JWU's Center for Physician Assistant Studies and Brown University's Alpert Medical School have reached a mutual agreement to explore areas of potential cooperation, including sharing training facilities, jointly arranging lectures, pursuing educational grants, and engaging in cost-sharing.
The formal agreement, signed earlier this month, could expand inter-professional education in line with emerging trends in how health care is delivered.
“The collaborative training of physicians, physician assistants, and other members of the interprofessional health care team is an evolving national educational initiative,” said Dr. George Bottomley, director of JWU's Center for Physician Assistant Studies. “We look forward to our partnership with the Alpert Medical School and the development of a patient-centered, humanistic learning model that will serve our students and their future patients.”
New Model for Patient-centered Care
As health care becomes more team-based, the education of medical professionals must include a greater emphasis on teamwork, information sharing and group work.
“The new model of health care is patient-focused, IT-driven, and team-based,” said Dr. Edward Wing, dean of medicine and biological science at Brown. “Alpert Medical School is fortunate to partner with JWU to explore interdisciplinary training opportunities with its physician assistant program. This new collaboration makes good sense as we work toward expanding the entire healthcare workforce in Rhode Island and beyond.”
Proximity of Facilities and Interests
The agreement comes at a time when both universities have been making major investments in new teaching facilities just blocks away from each other in Providence's Knowledge District.

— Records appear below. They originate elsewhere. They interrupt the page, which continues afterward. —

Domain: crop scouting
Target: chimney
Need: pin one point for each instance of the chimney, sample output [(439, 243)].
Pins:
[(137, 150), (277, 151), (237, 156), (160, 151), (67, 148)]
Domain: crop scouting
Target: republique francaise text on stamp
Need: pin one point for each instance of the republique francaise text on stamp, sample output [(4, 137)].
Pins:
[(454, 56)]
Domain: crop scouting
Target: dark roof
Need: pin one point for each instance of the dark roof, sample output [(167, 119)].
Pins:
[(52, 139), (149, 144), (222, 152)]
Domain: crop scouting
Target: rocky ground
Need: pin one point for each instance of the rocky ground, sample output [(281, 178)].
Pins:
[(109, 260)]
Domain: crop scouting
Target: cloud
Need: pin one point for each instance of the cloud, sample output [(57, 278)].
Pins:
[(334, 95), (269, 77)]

The 18,000-square-foot building that JWU is currently renovating to house its developing PA program is roughly 1000 feet from Brown's medical school, which opened in 2011.

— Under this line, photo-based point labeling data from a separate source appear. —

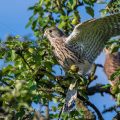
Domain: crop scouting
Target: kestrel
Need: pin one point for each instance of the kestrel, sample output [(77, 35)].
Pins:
[(82, 47), (85, 43)]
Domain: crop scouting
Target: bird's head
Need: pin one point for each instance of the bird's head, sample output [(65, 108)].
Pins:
[(53, 32)]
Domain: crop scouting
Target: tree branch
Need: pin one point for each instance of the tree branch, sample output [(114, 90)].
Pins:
[(99, 88), (91, 105)]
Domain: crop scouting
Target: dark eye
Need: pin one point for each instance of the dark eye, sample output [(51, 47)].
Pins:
[(50, 31)]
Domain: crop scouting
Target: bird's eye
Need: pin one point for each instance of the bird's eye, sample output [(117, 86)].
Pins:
[(50, 31)]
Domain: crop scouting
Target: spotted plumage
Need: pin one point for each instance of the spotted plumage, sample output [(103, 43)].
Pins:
[(85, 43)]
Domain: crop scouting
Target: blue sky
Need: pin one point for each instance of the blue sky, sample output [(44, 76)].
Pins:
[(13, 18)]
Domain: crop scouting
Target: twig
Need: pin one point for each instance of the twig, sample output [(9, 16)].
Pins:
[(99, 88), (91, 105)]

In addition to potentially pooling resources, Brown and JWU hope to find mutual efficiencies and innovative working methods to better prepare students for the future of patient-centered care delivery.
“Our two institutions have strong mutual interests and compatibilities in the area of primary care education that should well serve the community, our students, and our great universities,” said Jeffrey Senese, JWU vice president of academic affairs. “We are thrilled to have the honor of working with them.”